Une erreur magistrale

Or, depuis 2010, le nom d’Agathon Rwasa s’est embourbé dans une histoire de rebellions, à l’Est de la RDC, ou au Burundi. On lui a même joint celui d’Alexis Sinduhije. Sauf que les relais de pression médiatique et diplomatique de ce dernier ont su contenir ces accusations, faisant apparaître, 50 ans après, jour pour jour, le patron du MSD comme le digne successeur du Prince Louis Rwagasore, « un héraut de la vraie démocratie. »

Deux ans plus tard, Rwasa semble réaliser qu’en politique, point d’amis : que d’intérêts. Un principe élémentaire, pourtant. Nul ne t’apportera la victoire si tu ne vas la chercher. Le Frodebu ? En douce, il est heureux de pouvoir repartir à la conquête d’un électorat dont les premières lignes lui avaient tourné le dos pour le FNL en 2010 (le cas de Bujumbura Rural) après avoir majoritairement voté pour le parti au coq en 2005 (et surtout 1993), sur conseil … de l’ex-Palipehutu-FNL ! Le MSD ? Non plus, l’une de ses bêtes à écarter étant l’Uprona, auquel il faut arracher le vote urbain et bourgeois. Et puis la petite séquence télévisuelle sur la RTBF montre que dès que l’occasion se présente, on oublie un peu ces histoires d’ADC … Tout en dentelle. L’UPD ? Quel poids pèse-t-il vraiment dans l’opinion ?

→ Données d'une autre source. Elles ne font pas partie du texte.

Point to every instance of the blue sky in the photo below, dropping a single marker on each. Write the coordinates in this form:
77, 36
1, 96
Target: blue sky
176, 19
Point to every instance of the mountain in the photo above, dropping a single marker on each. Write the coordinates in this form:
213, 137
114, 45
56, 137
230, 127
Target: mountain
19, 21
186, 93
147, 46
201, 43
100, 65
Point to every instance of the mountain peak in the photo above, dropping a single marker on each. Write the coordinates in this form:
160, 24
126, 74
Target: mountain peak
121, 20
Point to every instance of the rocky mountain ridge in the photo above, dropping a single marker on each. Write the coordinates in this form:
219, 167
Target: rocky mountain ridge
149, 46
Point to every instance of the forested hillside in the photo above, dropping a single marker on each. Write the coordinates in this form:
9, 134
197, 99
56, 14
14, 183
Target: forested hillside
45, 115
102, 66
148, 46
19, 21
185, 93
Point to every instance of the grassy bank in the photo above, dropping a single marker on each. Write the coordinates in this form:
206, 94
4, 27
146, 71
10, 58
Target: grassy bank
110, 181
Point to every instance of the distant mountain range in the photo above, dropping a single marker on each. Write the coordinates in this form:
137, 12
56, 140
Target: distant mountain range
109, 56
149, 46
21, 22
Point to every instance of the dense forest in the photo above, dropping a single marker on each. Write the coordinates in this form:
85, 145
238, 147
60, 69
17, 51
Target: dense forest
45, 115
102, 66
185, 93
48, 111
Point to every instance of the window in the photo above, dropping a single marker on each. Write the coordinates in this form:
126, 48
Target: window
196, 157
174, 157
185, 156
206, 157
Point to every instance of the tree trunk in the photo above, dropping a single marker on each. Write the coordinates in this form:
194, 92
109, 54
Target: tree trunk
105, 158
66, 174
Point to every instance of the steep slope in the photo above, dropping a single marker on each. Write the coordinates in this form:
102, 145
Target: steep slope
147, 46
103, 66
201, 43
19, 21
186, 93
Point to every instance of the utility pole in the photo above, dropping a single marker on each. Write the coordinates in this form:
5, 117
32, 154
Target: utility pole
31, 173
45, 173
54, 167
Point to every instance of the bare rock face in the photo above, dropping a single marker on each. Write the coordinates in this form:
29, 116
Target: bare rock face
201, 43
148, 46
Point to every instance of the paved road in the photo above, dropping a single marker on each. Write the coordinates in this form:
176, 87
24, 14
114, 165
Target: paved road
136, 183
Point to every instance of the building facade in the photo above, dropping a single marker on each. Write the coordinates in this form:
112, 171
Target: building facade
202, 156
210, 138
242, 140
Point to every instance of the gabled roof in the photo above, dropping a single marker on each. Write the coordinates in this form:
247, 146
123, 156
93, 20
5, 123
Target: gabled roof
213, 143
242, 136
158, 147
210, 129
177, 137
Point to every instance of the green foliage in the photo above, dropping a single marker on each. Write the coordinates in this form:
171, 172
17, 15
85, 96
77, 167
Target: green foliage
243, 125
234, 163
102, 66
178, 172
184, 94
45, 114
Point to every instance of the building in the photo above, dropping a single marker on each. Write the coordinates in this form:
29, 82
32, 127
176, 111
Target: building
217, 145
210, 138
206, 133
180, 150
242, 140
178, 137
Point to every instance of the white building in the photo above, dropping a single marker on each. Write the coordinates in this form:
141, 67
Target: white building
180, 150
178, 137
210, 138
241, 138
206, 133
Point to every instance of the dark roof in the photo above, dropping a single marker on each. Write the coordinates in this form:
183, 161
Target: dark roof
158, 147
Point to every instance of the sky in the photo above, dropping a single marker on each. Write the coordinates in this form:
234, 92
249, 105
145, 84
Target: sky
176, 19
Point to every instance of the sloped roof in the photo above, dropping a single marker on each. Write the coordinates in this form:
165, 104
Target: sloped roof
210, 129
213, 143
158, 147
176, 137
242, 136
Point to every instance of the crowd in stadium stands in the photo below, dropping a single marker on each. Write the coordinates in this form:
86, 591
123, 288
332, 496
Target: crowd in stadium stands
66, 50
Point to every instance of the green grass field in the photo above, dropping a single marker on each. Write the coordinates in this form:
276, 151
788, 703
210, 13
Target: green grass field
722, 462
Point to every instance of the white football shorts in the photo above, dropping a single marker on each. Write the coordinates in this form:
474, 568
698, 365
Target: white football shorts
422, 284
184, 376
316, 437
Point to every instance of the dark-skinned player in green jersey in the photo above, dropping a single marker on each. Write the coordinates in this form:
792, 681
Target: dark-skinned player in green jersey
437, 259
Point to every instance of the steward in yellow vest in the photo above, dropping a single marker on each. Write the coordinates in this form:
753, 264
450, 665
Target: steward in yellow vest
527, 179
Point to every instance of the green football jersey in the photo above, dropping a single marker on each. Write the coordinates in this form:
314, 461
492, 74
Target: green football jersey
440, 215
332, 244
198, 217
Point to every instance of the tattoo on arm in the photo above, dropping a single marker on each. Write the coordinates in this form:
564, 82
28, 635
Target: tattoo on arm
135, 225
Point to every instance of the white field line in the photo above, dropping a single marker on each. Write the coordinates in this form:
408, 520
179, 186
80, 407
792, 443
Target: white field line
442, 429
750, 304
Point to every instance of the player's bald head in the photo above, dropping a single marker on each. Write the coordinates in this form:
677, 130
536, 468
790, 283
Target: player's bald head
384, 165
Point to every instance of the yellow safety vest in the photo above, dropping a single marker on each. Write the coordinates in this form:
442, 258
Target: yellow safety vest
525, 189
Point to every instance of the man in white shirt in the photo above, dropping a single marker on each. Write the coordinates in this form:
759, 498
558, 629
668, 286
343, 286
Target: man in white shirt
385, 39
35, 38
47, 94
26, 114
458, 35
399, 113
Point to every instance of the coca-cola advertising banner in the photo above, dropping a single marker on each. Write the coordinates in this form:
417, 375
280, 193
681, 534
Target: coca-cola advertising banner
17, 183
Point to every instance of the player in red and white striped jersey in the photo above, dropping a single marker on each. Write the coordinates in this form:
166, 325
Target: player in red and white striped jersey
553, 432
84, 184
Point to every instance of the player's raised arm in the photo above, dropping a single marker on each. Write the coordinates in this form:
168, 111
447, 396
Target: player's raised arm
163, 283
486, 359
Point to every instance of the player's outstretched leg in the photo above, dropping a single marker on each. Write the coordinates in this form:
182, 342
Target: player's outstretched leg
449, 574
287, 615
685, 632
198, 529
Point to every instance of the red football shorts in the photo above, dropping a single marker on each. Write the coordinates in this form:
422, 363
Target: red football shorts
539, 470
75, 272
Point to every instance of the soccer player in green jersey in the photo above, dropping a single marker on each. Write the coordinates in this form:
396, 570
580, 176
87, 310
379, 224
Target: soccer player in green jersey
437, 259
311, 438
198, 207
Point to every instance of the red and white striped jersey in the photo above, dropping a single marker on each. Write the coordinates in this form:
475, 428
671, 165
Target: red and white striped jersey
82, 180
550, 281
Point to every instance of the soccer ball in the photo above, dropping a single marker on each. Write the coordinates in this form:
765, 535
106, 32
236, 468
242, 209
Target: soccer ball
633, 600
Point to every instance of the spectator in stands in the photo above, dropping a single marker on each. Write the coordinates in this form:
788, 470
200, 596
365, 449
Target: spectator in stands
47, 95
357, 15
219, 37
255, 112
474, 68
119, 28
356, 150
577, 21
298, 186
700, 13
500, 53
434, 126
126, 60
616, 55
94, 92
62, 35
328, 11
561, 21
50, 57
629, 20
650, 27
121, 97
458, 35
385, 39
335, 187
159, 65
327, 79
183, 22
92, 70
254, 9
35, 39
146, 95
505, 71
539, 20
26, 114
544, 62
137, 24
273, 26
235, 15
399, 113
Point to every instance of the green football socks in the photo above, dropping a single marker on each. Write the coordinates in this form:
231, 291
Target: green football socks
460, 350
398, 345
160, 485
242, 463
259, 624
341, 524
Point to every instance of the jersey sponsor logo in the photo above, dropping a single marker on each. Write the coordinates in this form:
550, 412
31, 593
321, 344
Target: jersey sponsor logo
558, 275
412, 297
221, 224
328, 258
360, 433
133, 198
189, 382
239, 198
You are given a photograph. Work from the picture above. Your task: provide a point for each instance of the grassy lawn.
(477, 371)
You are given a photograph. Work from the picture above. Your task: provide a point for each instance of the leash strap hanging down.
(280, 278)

Toute une série d’éléments qui permettent d’affirmer qu’en quittant le jeu politique institutionnel (certes potentiellement violent) alors qu’il en était le grand challenger pour l’étape suivante, Agathon Rwasa a marqué l’histoire du Burundi par une erreur politique magistrale. Car il avait justement une occasion inouïe, de nous rappeler qu’au bout du compte, la politique (et c’est partout au monde), dans sa mise en pratique, reste fondamentalement un « jeu » (à l’image de ma nouvelle).
Ce que n’ont toujours pas compris certains.